Iraqi Kurds boycotted the vote in parliament on the budget early this month when their portion was arbitrarily slashed from 17 percent to 12.6 percent – under the questionable pretext that 17 percent is not a fair reflection of the Kurdistan Region's population, in spite of the fact no new census has been conducted to prove this.
Dismissing the Kurdish boycott the Shiites and Sunnis sought to push the bill through anyway on March 4, an unprecedented break from the kind of consensus that was supposed to govern Iraq. Kurdistan's former president Masoud Barzani described it as “a clear violation of the principle of partnership.”
More broadly a majoritarian form of governance will likely give the Shiites the most power in the country if they can effectively unify simply because they are the clear majority.
The Sunni Arab minority in Iraq boycotted early elections in post-2003 Iraq, at least partially because it took them some time to come to terms with the fact they were a minority who had lost their position as the rulers of Iraq since the states creation. As the late Fouad Ajami once summed it up: “Though they are a minority, they have the majoritarian mindset.”
When Nouri al-Maliki was prime minister, rifts between Baghdad on one side and the Sunnis and the Kurds on the other emerged after he clamped down quite violently on protests mounted by the former and completely cut off the federal budget allocation to the latter. After ISIS overran a third of Iraq in the summer of 2014 Maliki was pressured to step down that September, with many blaming his prior policies for destabilizing the country to the extent that ISIS could swiftly takeover such large parts of Iraq.
Upon succeeding Maliki, Abadi was long seen as a much more conciliatory prime minister needed to bridge divides so the country could overcome the ISIS threat, which it largely has. One of the challenges his government faced, back in 2016, were protests mounted by Muqtada al-Sadr who, among other things, wanted to eradicate the ethno-sectarian quota system that has designated politicians their roles in the Iraqi government based on their respective ethnic or sect backgrounds rather than their actual merits.
“The idea of a majority government was first put forward by Maliki years ago,” Joel Wing, author of Musings on Iraq, told Rudaw English. “He is still talking about it today. All of the Iraqi governments since 2005 have been national unity ones including every party that wins a seat. That has meant inclusion but not reconciliation nor the creation of a functional government.”
Wing went on to point out that the principle and theory behind a majority government is that it “would bring together like-minded parties and hopefully help fix some of the dysfunction.”
“It would be a big step forward for Iraqi politics if a loyal opposition was formed like most countries in the world,” he explained. “Unfortunately I don't think Iraq is there yet. The post-2003 system has been one where every party gets a slice of the government pie to dish out in patronage networks that enrich the parties, help gain votes and maintain their base.”
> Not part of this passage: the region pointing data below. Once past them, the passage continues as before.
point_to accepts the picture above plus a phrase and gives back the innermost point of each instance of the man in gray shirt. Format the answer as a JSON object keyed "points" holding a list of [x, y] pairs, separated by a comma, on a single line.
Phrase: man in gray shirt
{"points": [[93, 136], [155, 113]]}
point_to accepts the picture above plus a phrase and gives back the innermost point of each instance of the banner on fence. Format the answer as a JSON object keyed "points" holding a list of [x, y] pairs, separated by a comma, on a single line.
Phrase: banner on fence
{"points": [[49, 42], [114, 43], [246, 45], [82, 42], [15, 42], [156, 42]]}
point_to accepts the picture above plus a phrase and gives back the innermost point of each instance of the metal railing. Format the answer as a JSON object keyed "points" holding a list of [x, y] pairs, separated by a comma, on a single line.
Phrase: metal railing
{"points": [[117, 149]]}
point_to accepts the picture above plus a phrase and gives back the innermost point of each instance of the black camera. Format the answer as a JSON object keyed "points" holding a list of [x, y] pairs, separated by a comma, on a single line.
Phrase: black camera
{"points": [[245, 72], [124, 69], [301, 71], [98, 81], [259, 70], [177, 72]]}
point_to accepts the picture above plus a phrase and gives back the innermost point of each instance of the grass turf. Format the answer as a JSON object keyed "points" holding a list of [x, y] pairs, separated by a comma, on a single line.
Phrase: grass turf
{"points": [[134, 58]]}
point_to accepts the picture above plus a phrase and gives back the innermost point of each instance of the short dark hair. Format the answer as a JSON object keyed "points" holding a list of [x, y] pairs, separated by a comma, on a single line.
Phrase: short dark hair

In contrast to this post-2003 system “a majority government would obviously concentrate that power within a smaller group and perhaps lead to the decline of the opposition since they would be closed out of government offices for a period.”
Wing concluded by pointing out that while this might lead “to more instability in a country that already suffers from too much of that” in the short-term, it could prove to be a favourable form of governance in the long-term.
“Hopefully it will happen sometime as the Iraqi system develops, but probably not with this generation of leaders,” he concluded.